Your CDN is probably providing you a CHRglobal metric by default. But, you should expect your CDN to either give you both metrics or give you the means to easily calculate them yourself. Even if that’s not the case, there are ways to test for CHRedge that are, obviously, not as good as real user traffic metrics but should provide a good enough indication of how well your CDN is handling seldom-fetched, or long tail, cacheable content. So, our analysis of CHRedge here will come by way of a discussion about performance measurement via testing.

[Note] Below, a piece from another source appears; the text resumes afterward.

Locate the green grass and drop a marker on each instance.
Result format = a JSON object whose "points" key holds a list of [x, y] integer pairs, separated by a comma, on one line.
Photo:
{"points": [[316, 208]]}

However, even though we’re now collecting data in more realistic conditions, we still insist on testing the same object over and over again. In fact, it’s extremely common practice to pick an image from the home page and feed that into the testing network to fetch repeatedly. So, it’s likely that the object is pretty hot to start with — and even if it isn’t, it’s likely that the volume of testing will turn it into a hot object.
In my previous post we talked about how CDN caching models tend to keep the hottest objects closer to edge. If we keep testing a very hot object, then what we’re really testing is the CDN’s footprint and not the CDN’s ability to cache and serve as much as possible from the edge, especially with large working sets and long tail content. So, this style of testing isn’t really testing content representative of your collective web assets and will seldom, if ever, give you an idea of your end-users’ overall performance experience in the real world. In other words, you think you’re testing how well a CDN will perform for all your content across all your apps, but what you’re really testing is the CDN's ability to serve a single, very hot object. Needless to say, those are two very different things!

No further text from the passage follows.